The construction of Memorial Hospital was a priority issue for postwar Santa Rosa and a triumph for community activism. Private money was raised in all corners of the town. One record-breaking event — a dinner at the Topaz Room with actor Don Ameche as the headliner — brought a staggering $50,000, more than had ever been pledged for anything in the county.
The Sisters of St. Joseph of Orange were chosen by city fathers to run the new hospital, which opened on New Year's Day, 1950.
It was a medical landmark for this town of 17,900 in a county of 103,000, figures that represented a post-World War II boom that had increased the population by nearly one-third since the 1940 census.
Up to that point, Sonoma County had been, as one old doctor termed it, "GP country," meaning that almost all of the physicians were in what was then known as general practice (now called family practice).
Dr. Lee Zieber, who came here in 1934, said in a video interview in 1998, that when he arrived there were just four specialists in the entire county, "one in pediatrics and three eye, ear, nose and throat men."
To hear how all that changed in the 1950s I had a visit last week with Alice Rebizzo. The 84-year-old Petaluman, who started her 33-year nursing career at Memorial in 1951, became head nurse in the operating room and, finally, director of operating services.

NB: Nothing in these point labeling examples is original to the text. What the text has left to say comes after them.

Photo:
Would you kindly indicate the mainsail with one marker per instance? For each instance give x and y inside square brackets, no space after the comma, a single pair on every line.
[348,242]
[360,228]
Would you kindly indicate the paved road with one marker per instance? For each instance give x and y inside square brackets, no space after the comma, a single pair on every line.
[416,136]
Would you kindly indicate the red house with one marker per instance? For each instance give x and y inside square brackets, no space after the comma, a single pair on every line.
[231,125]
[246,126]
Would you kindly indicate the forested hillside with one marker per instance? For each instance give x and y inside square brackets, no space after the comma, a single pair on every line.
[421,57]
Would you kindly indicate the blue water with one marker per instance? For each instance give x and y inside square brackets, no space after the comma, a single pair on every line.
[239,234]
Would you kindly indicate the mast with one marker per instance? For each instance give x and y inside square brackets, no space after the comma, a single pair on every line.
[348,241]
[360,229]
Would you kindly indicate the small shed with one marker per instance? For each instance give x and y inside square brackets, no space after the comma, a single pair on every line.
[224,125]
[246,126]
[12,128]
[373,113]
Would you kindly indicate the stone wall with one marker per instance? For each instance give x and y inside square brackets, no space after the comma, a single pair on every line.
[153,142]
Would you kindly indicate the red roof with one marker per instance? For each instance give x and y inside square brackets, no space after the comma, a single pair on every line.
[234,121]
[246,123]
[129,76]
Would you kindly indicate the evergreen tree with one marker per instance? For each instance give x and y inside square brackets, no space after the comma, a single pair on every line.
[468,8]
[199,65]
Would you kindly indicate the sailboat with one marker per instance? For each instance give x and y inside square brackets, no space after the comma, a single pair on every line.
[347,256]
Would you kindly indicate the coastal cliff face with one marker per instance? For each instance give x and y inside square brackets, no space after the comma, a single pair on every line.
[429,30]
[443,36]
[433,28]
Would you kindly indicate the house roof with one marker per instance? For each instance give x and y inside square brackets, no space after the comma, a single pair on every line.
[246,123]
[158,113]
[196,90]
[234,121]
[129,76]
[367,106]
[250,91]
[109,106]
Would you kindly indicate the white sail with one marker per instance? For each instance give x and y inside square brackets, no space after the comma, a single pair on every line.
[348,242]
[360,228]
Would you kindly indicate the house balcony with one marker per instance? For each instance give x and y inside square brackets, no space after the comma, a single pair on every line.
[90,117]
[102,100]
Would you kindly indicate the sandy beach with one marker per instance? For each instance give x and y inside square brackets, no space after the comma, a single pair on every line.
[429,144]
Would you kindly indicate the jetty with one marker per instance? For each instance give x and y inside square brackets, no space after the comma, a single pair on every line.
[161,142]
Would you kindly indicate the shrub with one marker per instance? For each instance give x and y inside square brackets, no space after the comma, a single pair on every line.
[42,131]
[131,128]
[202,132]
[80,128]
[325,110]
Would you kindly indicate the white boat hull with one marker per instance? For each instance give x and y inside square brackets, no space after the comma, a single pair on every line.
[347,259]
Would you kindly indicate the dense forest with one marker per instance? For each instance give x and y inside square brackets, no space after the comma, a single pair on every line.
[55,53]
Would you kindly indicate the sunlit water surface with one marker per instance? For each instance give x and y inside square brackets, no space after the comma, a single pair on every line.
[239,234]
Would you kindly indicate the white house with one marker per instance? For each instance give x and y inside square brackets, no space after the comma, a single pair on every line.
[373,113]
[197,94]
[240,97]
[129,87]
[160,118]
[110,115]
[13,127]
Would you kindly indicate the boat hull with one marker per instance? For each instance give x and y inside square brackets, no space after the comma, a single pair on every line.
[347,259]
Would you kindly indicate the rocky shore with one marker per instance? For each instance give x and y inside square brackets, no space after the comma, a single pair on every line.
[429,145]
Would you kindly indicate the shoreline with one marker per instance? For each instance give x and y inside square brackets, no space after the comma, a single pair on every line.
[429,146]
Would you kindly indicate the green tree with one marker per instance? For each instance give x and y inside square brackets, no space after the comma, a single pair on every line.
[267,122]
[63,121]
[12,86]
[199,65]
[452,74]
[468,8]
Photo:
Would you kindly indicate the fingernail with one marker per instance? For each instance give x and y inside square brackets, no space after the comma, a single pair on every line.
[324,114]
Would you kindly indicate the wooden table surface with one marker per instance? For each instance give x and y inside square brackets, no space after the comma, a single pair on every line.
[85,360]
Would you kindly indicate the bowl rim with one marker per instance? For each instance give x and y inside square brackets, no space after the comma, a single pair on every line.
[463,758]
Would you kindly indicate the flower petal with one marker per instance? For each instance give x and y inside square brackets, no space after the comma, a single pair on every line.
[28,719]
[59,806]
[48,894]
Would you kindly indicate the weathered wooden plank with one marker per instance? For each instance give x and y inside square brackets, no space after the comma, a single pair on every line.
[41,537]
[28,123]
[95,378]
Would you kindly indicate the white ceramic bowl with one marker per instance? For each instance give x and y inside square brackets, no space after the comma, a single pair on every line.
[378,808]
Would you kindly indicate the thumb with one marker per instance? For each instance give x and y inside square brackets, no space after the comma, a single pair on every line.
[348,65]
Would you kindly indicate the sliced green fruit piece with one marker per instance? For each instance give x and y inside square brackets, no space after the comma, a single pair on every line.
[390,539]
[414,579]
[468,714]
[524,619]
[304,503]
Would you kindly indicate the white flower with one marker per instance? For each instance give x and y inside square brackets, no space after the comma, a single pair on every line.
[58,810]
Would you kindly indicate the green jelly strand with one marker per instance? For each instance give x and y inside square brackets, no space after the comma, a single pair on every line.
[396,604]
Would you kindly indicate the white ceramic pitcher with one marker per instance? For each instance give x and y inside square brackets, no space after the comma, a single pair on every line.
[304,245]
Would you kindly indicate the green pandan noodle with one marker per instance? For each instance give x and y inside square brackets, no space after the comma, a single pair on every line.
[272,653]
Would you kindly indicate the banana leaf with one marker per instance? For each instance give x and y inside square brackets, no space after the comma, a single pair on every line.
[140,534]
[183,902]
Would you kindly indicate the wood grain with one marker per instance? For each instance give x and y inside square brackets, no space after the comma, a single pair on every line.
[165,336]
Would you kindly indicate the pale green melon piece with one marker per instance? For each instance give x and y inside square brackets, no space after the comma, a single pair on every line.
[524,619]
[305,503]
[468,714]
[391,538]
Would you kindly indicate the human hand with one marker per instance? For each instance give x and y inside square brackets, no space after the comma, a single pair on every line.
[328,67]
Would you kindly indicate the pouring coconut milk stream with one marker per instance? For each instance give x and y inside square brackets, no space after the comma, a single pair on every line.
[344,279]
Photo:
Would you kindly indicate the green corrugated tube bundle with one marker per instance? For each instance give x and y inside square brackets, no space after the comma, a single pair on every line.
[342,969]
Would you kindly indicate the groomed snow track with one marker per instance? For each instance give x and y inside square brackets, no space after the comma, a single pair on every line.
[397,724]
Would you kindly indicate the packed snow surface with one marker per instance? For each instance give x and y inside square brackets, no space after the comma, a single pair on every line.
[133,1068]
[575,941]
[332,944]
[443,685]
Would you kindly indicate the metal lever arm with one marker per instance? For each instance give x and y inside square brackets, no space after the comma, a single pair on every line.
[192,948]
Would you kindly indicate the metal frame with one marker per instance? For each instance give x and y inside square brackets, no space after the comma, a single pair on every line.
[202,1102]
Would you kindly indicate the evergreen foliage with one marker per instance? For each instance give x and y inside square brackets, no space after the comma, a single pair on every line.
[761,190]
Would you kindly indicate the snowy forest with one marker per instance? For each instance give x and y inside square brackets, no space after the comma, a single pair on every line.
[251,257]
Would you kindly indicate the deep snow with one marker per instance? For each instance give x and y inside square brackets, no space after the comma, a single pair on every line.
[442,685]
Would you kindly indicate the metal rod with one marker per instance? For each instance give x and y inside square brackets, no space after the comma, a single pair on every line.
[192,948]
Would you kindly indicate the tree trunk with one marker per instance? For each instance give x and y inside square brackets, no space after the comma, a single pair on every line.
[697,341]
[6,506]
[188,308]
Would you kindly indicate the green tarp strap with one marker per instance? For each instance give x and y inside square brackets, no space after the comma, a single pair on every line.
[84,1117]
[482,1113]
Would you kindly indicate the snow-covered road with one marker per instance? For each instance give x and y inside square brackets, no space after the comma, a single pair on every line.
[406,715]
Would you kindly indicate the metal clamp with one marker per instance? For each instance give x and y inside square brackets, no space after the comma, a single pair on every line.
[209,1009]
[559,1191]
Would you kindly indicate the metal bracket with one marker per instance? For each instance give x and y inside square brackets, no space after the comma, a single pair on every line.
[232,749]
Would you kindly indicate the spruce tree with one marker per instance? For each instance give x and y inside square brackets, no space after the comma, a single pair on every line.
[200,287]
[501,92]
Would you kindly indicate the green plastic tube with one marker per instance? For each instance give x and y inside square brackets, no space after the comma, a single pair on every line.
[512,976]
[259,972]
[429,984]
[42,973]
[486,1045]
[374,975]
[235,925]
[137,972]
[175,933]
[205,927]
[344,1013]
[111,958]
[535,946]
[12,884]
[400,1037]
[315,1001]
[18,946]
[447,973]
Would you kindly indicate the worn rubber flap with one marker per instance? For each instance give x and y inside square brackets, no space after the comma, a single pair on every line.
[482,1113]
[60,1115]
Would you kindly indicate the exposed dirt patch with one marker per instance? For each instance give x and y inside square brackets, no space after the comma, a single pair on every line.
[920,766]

History depends on people like Alice with good memories and a gift of gab to tell what others have forgotten. We talked about the parade of new-in-town specialists who marched past in Alice's early career.
She remembers when there was no emergency room and not a lot of surgical space and "the first neurosurgeon was Dan McCaskill who sometimes had to use the cast room for emergency surgery." She remembers the first orthopedic surgeons, Donald Francis and Carl Anderson, who was "the nicest man — I've seen him almost cry working with children crippled by polio." He and Dee Robbins, she recalls, were the start of the large orthopedic group known then and now as "The Bone Palace."
"The GPs had done it all up to that time — they set bones, removed tonsils, did appendectomies, hernias and many of them — Dr. (Frank) Norman, (Frank) Lones, (Martin) Hutchinson, Harding Clegg — did anesthesia. I think the first anesthesiologist may have been Tom Ward, or maybe Elizabeth Maximova." Dr. Maximova's two sons, Alexis and Nicholas, were also physicians. Alexis was, in fact, the first obstetrician-gynecologist in town. Nick was a surgeon.